Under standard accounting rules, any costs you incurred to carry out the acquisition are considered part of the purchase price, according to Corporate Finance Institute. As such, they go on the balance sheet as capitalized costs, not on the income statement as expenses.

How do you account for an asset acquisition?

For an asset acquisition that is within the scope of ASC 805-50, if the consideration given includes noncash assets, liabilities incurred, or equity interests issued, the assets acquired are measured by using either the cost to the acquiring entity or the fair value of the net assets acquired, whichever is more …

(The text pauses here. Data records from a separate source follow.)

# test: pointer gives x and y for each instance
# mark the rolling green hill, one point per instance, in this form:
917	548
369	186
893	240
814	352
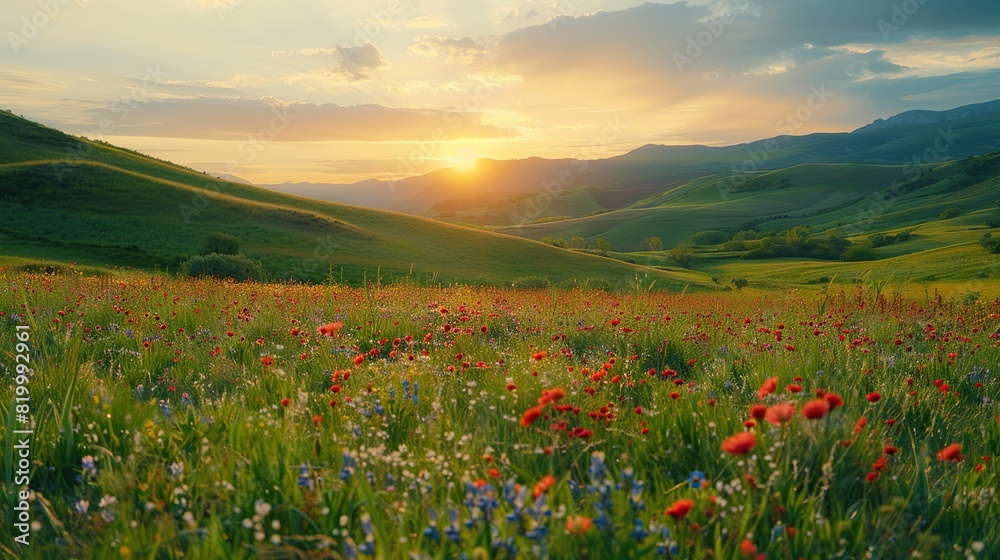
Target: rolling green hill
65	199
518	191
847	199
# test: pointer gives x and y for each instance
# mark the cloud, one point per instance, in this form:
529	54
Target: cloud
358	64
316	51
422	22
351	64
466	51
272	120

Is an acquisition an expense?

The cost of acquisition is the total expense incurred by a business in acquiring a new client or purchasing an asset. An accountant will list a company’s cost of acquisition as the total after any discounts are added and any closing costs are deducted.

What is gain on acquisition?

An acquirer must record the difference between the purchase price and fair value as a gain on the balance sheet as negative goodwill. The difference in the price paid and fair value is recorded as a gain.

How are acquisitions accounted for?

Acquisition accounting is a set of formal guidelines describing how assets, liabilities, non-controlling interest (NCI) and goodwill of a purchased company must be reported by the buyer on its consolidated statement of financial position. Acquisition accounting is also referred to as business combination accounting.

Can you have goodwill in an asset acquisition?

Goodwill is not recognized in an asset acquisition. Even if there is economic goodwill in the transaction, this amount is allocated to the assets acquired based on their relative fair values. This results in a higher asset basis that must then be amortized or depreciated.

When to make opening balance sheet adjustments at acquisition?

The fair market values – not the book values – of the assets acquired total $400,000. On the acquisition date, Company A adjusts its balance sheet by debiting various asset accounts for $400,000, debiting “Goodwill” for $100,000 and crediting “Cash” for $500,000. Company A may purchase half of the stock of Company B for $250,000 cash.

How are assets recorded in purchase acquisition accounting?

Purchase acquisition accounting is now the standard way to record the purchase of a company on the balance sheet of the acquiring company. The assets of the acquired company are recorded as assets of the acquirer at fair market value.

How are assets and liabilities organized on a balance sheet?

A balance sheet is organized into two sections.The first section lists all of the company’s assets. The second sections lists the firm’s liabilities and owner’s equity. The company’s total assets must equal the sum of the total liabilities and total owners equity; that is, the totals must balance.

Where does the opening balance equity account go?

Once all initial account balances have been entered, the balance in the opening balance equity account is moved to the normal equity accounts, such as common stock and retained earnings.